Faszinierend wie der Kuss des Herzogs
Walter“, antwortete Averton. „Ganz Santa Lucia schwärmt von der Schönheit dieser Kunstwerke. Guten Tag, Miss Clio. Freut mich, Sie wiederzusehen.“
Mühsam schluckte sie. „Ganz meinerseits, Euer Gnaden. Mein Vater ist jedes Mal überglücklich, wenn neue Besucher in dieser Stadt eintreffen, die er in seiner Villa umherführen kann.“
„Natürlich fühle ich mich sehr geehrt, weil ich das alles sehen darf. Bisher habe ich nicht allzu viel von Enna kennengelernt.“
„Um all diese Kunstschätze zu würdigen, braucht man mindestens ein Jahrzehnt.“ Zu ihrer eigenen Überraschung gelang es ihr, höflich mit Edward zu plaudern. „Nun sind wir schon einige Wochen hier, und wir haben noch immer nicht die Burg besichtigt.“
„Das ist nicht griechisch“, warf ihr Vater verächtlich ein. „Elftes Jahrhundert. Viel zu neu für mich.“
„Aber sehr schön“, erwiderte Clio. „Zumindest hat Rosa das behauptet.“
Und hinzugefügt, es sei ebenso verflucht wie das Bauernhaus … Doch das erwähnte Clio nicht.
„Rosa?“, fragte Averton.
„Unsere Köchin. Seit vielen Generationen lebt ihre Familie in Santa Lucia, und sie kennt sich sehr gut hier aus.“
„Wenn sie meint, die Burg sei sehenswert, hat sie sicher recht.“ Averton musterte Clio. Im Schatten seiner Hutkrempe war seine Miene ausdruckslos. „Vielleicht möchten Sie mich nach dem Lunch dorthin begleiten, Miss Clio? Gehen wir gemeinsam auf Entdeckungsreise. Natürlich sollten Sie auch mitkommen, Sir Walter.“
„O nein, ich nicht. Ich habe zu tun. Aber Clio wollte sich die Burg schon immer anschauen, nicht wahr, Liebes?“
„Nun ja …“, begann sie zögernd.
„Dann ist das geregelt. Und jetzt zeige ich Ihnen die Mosaiken, Averton. Insbesondere die Meerjungfrau im Bad ist außerordentlich gut erhalten.“
Hilflos beobachtete Clio, wie ihr Vater den Herzog davonführte. Also würde sie den Nachmittag mit dem Duke of Averton verbringen müssen. Oder mit Edward?

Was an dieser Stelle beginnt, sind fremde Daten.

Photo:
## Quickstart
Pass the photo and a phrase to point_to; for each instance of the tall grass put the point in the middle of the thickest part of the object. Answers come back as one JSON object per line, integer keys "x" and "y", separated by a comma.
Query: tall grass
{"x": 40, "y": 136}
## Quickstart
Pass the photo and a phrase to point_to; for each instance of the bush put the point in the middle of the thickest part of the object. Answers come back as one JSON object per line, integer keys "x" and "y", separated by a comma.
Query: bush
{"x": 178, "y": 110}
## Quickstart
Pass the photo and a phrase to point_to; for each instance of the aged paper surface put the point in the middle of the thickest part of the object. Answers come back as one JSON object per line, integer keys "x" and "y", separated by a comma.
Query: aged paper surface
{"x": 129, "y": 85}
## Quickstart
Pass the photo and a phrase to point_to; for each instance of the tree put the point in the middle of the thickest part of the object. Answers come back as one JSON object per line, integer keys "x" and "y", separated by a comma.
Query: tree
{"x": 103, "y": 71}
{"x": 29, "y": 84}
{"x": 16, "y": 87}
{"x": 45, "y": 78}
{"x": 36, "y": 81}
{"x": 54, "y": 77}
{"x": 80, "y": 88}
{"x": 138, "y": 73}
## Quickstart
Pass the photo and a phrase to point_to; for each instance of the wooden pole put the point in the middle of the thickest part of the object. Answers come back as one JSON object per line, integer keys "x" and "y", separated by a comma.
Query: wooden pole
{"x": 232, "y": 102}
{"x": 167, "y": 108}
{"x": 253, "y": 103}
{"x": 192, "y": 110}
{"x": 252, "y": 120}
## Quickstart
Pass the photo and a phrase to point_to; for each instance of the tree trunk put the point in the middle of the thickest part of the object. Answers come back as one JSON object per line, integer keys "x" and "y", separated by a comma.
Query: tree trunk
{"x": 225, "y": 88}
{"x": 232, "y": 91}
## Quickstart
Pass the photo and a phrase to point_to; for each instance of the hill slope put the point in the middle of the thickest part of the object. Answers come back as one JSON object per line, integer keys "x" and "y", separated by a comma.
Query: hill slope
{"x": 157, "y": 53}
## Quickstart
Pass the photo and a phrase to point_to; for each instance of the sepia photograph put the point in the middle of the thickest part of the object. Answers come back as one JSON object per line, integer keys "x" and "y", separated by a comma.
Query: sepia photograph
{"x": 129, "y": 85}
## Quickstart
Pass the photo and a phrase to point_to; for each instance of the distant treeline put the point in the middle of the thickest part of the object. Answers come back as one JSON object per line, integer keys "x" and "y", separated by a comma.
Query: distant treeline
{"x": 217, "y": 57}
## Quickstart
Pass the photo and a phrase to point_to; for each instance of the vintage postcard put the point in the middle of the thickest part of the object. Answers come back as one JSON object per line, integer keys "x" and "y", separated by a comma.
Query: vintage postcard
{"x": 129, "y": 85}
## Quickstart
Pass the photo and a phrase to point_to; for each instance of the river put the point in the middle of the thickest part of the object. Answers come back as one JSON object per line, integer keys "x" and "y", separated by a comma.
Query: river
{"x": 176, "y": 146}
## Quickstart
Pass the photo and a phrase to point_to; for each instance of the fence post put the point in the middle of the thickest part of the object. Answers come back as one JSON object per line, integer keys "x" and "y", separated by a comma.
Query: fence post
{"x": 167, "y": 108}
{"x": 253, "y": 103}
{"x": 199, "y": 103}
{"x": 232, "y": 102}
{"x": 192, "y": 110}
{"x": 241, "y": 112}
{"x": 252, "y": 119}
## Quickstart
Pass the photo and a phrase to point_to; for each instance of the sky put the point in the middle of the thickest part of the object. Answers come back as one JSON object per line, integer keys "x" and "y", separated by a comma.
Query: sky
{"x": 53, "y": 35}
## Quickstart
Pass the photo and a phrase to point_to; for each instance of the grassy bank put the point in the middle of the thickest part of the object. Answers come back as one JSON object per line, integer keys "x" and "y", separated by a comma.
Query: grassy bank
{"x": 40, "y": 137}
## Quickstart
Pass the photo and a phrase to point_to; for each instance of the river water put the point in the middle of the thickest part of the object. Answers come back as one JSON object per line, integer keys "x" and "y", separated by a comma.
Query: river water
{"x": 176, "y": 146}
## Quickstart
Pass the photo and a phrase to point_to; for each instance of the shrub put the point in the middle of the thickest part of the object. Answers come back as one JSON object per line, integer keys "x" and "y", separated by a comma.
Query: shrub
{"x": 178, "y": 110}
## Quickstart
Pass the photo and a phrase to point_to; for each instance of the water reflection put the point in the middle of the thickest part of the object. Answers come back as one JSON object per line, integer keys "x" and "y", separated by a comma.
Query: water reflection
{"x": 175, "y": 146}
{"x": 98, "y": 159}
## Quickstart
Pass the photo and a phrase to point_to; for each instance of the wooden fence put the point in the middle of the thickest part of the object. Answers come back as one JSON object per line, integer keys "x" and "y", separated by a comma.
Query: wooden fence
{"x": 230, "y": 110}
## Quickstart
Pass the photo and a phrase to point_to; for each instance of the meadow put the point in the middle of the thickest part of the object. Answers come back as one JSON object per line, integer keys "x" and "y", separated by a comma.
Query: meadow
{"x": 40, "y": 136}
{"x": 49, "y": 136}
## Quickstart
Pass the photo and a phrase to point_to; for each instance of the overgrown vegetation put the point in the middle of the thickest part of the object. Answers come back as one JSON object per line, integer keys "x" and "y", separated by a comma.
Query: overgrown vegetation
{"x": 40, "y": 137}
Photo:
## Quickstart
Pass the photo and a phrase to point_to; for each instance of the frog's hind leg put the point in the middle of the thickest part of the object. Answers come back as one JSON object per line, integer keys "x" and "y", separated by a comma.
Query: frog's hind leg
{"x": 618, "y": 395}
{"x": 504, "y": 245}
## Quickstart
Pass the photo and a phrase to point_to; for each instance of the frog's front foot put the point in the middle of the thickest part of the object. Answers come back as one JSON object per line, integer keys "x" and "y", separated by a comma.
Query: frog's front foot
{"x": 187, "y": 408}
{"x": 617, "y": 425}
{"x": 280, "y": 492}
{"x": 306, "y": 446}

So oder so, sie musste sich in Acht nehmen. Nur ein einziger unvorsichtiger Schritt in diesem gefährlichen Spiel, und sie würde in einen neuen Abgrund stürzen.
„Wirf ihn bloß nicht von den Zinnen runter, Clio“, wisperte Cory, „das wäre sehr unhöflich.“
Während Edward die farbenfrohen Mosaike betrachtete, dachte er an das halb verfallene Haus in der dunklen Straße und entsann sich, was er an seinem geheimen Beobachtungsposten erfahren hatte. In Santa Lucia war Clios Sicherheit bedroht. Vor allem, wenn sie allein in den Bergen umherwanderte. Gewiss, er konnte sie noch einmal warnen. Aber würde sie auf ihn hören?
Eines Tages würde sie ihn in den Wahnsinn treiben. Wann immer er beschloss, sich von ihr fernzuhalten, von den Komplikationen ihrer lockenden Reize und ihrer Vergangenheit, zog ihn irgendetwas zu ihr zurück.
Zum Beispiel der geplante Ausflug zur Burg … Vielleicht war dies die letzte Gelegenheit, sie zur Vernunft zu bringen.
Und wenn Worte nichts nützten, waren drastischere Maßnahmen erforderlich.
9. KAPITEL
Clio stieg die steilen, in den Felsenhang gehauenen Stufen hinauf. Hinter sich hörte sie die leisen Schritte des Dukes. Wie immer in seiner Nähe waren alle ihre Sinne hellwach und angespannt. In der Vergangenheit hatte er sie oft genug überrumpelt. Das würde ihm nicht noch einmal gelingen.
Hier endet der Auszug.